验证码-yolo验证码识别

前言

一、Yolo基础知识

Yolo是什么？

YOLO（You Only Look Once）是一种实时目标检测算法，通过将目标检测任务视为回归问题，在单次前向传播中同时预测图像中所有目标的边界框和类别概率。在滑块验证码识别场景中，YOLO能够快速准确地定位滑块缺口的位置，为自动化验证提供关键坐标信息。

Yolo的核心结构与工作原理

YOLO（You Only Look Once）是一种"只看一次"就能识别图片中所有目标的技术。它就像人的眼睛一样，扫一眼就能知道图片里有什么东西、在哪里。

通俗比喻：传统方法：像保安用放大镜在监控画面上一个个格子仔细检查（很慢） YOLO方法：像经验丰富的保安，站在监控室看一眼，就能同时指出"左边有人、右边有车"（很快） YOLO的核心优势是速度快，可以实时处理视频流，适合用在需要快速响应的场景，比如自动驾驶、视频监控等。

Yolo的改进模型

二、滑块验证码

验证码滑块是一种常见的网站安全验证方式，用来区分真实用户和机器人程序。当你登录网站或注册账号时，经常会看到一张图片，上面有一个缺口，你需要拖动滑块到缺口位置才能通过验证。

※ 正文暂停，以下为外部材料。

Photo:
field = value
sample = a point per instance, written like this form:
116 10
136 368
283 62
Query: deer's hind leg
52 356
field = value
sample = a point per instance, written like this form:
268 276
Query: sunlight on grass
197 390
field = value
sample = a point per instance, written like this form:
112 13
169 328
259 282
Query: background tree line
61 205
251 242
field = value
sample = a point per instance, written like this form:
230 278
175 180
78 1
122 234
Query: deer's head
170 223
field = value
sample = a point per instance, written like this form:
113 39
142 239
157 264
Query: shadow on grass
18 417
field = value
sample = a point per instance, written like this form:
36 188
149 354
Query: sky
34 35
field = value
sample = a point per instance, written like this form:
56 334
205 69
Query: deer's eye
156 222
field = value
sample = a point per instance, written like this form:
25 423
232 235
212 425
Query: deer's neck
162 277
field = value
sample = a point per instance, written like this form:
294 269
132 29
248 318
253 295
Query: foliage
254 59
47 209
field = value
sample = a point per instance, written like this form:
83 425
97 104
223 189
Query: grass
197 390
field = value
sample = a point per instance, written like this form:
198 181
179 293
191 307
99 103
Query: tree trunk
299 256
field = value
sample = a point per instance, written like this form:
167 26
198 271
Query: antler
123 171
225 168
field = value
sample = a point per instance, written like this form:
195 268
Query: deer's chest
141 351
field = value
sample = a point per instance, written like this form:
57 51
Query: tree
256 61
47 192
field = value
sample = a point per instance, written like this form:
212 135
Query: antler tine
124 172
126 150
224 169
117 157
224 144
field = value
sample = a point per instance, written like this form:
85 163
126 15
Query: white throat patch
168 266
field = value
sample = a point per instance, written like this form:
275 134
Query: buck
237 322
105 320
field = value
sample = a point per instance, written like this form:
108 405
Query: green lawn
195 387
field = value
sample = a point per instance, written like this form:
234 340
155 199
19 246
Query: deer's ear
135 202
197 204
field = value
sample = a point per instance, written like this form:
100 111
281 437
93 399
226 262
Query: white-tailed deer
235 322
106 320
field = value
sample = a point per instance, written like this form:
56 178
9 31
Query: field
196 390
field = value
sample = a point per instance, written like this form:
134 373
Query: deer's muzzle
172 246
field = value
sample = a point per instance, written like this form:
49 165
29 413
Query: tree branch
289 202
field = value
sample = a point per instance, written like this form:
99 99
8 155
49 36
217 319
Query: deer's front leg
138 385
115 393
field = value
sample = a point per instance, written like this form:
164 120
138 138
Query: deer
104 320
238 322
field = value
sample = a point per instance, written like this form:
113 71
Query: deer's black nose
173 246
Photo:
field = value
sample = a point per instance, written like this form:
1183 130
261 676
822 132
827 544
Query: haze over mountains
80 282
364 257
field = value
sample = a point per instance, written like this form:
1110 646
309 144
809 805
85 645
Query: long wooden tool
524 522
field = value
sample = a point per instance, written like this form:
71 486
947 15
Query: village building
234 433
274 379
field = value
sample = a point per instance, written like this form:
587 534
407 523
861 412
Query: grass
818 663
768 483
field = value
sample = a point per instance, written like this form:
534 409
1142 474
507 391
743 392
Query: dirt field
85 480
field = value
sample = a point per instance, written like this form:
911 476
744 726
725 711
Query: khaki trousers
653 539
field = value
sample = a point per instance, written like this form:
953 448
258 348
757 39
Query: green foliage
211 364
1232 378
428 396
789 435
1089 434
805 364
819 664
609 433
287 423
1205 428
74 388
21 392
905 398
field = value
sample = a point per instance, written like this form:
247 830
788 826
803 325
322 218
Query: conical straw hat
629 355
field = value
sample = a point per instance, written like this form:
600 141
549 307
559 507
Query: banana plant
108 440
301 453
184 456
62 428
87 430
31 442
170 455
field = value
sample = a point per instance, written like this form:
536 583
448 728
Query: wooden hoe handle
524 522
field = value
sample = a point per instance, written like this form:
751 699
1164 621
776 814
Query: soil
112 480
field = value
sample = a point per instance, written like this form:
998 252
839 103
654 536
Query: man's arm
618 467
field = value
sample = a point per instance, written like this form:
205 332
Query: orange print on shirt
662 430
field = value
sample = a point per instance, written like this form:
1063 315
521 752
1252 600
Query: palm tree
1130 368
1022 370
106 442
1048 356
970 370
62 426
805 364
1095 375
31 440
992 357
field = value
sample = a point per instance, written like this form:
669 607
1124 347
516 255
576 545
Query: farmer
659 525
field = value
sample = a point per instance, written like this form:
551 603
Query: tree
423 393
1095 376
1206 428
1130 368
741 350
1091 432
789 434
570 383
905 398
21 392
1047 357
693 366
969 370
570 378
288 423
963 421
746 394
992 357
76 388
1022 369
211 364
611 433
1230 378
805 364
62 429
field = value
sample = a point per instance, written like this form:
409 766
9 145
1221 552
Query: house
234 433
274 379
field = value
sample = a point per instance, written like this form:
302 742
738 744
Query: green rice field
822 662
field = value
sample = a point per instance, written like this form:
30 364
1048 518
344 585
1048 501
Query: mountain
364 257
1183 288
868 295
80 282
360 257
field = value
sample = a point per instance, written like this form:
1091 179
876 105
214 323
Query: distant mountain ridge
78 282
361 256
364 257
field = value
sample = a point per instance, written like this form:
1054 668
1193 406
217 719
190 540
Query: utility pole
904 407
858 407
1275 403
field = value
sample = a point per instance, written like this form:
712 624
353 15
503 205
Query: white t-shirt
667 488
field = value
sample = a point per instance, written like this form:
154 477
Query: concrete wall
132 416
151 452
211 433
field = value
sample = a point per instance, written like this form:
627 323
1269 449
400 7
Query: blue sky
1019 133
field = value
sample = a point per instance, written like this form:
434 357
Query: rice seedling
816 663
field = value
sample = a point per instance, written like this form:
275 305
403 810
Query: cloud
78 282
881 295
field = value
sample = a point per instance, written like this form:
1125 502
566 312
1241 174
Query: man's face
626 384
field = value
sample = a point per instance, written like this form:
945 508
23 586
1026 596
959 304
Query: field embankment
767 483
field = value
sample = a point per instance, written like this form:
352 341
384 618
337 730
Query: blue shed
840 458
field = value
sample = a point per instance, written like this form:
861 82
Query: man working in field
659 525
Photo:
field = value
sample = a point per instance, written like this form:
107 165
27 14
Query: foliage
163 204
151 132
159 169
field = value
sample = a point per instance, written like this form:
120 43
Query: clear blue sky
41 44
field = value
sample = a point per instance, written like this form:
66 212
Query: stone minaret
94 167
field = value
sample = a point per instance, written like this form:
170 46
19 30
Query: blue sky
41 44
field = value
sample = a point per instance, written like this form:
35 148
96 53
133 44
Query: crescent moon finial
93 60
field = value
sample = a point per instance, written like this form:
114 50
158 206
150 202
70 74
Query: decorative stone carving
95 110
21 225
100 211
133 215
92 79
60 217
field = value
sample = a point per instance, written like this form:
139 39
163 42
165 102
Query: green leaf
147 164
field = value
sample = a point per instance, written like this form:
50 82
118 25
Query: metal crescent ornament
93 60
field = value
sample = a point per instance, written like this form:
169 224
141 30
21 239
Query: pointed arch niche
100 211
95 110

简单理解： 就像拼图游戏一样，背景图片上有个缺口，你需要把滑块拖到正确位置，让图片变得完整。网站通过这种方式判断操作的是真人而不是机器程序。

TIP

训练滑块验证码步骤:

Yolo基础知识
准备图片数据
labelme手动标记数据
转换数据集格式
训练
推理
缺口识别

1、图片展示

2、思路

用YOLO识别验证码滑块的过程就像"找茬游戏"：

训练模型：先给YOLO看大量带缺口的验证码图片，告诉它缺口在哪里
识别缺口：当遇到新的验证码时，YOLO会快速找到缺口的位置
计算距离：根据缺口位置，计算出需要拖动的距离
自动拖动：程序自动把滑块拖到正确位置

技术实现步骤：

收集大量验证码图片作为训练数据
用标注工具标记出缺口位置
用YOLO模型进行训练训练完成后，模型就能自动识别新验证码的缺口

3、准备图片数据

准备了100张滑块图片

4、labelme手动标记数据

1. 安装labelme

cmd

pip install labelme

2. 开始标注数据

在控制台按下 labelme

基本使用:

标注效果:

注意:

全部标注结束后直接退出
保存的格式yolo不能直接使用

5、转换数据集格式

1.安装

cmd

pip install labelme2yolo

2.转换命令

cmd

labelme2yolo --json_dir "D:\yuanrenxue\workspace\lesson\section_nine\lesson\Slide&Click\Sc1\utils\images" --val_size 0.15 --test_size 0.15

结果

会自动生成一个文件夹目录 YOLODataset

6、训练

完整代码

from ultralytics import YOLO

# yolov8s.pt是yolov8提供的目标检测预训练模型
# model = YOLO("yolov8s.pt")

# results = model.train(data="./dataset.yaml", epochs=100, imgsz=[300, 150])

# from ultralytics import YOLO
#
# # 加载模型
# model = YOLO('yolov8n.pt')  # 使用nano版本，更轻量
#
# # 开始训练 verbose=True,  # 开启详细日志输出
# results = model.train(
#     data='./dataset.yaml',
#     epochs=100,
#     imgsz=[300, 150],
#     batch=16,
#     device='cuda',  # 使用CPU训练，如有GPU可改为0或'cuda'
# )


from ultralytics import YOLO
import multiprocessing


def main():
    # 加载模型
    model = YOLO('yolov8n.pt')

    # 训练模型
    results = model.train(
        data='./dataset.yaml',
        epochs=100,
        imgsz=[300, 150],
        batch=16,
        workers=8,  # 可以尝试减少workers数量
        device='cuda',  # 使用CPU训练，如有GPU可改为0或'cuda'
        verbose=True,
    )


if __name__ == '__main__':
    # 可选：设置启动方法（Windows上通常不需要）
    # multiprocessing.set_start_method('spawn', force=True)

    # 调用主函数
    main()

7、推理

 # 使用YOLO模型进行预测
results = self.model(image_path, conf=conf_threshold, verbose=False)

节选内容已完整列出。